You also might be interested to know that several years ago a well-known auditing firm was called into to audit LAUSD. They spent a whole year, then threw up their hands and walked away, declaring LAUSD "unauditable." No one could figure out what blackholes all that money was disappearing into.

Posted by: Darleen at October 10, 2005 10:37 AM

Well, I give you credit for coming up with that, in any case. It makes the case that you could surely get more for your money than schools are currently getting, especially considering you've got a 12.5:1 student teacher ratio. I'm not a school administrator, so I can't vouch for what you're not considering, in terms of transportation, health insurance for employees, costs of insurance for the school, costs of state test compliance, etc.,nor how realistic your estimates are for equipment and such. But it's a good simple example.

So I'm assuming you're part of the solution, rather than part of the problem in your community. Assuming you're not just a whiney kvetcher. You're on the school board, right? You're putting your theories into action in the real world.

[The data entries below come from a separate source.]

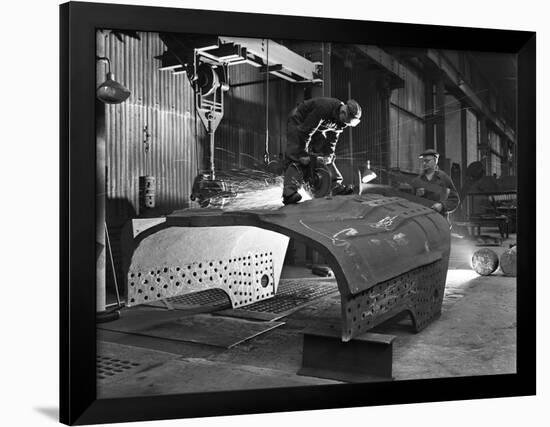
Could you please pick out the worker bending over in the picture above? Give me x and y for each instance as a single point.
(313, 128)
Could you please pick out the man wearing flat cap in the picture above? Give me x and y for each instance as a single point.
(314, 127)
(435, 185)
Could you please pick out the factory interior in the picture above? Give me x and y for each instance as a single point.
(208, 282)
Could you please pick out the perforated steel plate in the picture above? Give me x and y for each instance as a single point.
(246, 279)
(420, 291)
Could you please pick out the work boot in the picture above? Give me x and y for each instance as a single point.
(342, 190)
(292, 198)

Posted by: Snck at October 11, 2005 04:40 AM

Snick

Been there did that for most of the years my kids were in public school. Did there done that when my kids were in private school (k-3).

Youngest in college, I've taken the road.

BTW you will notice if you had clicked on the link to the school for sale..it was fully furnished and equipped, even with a computer lab and kitchen. The ONLY things I didn't have figures for were liability/property insurance, group health insurance. For 1/2 mil I could cover it.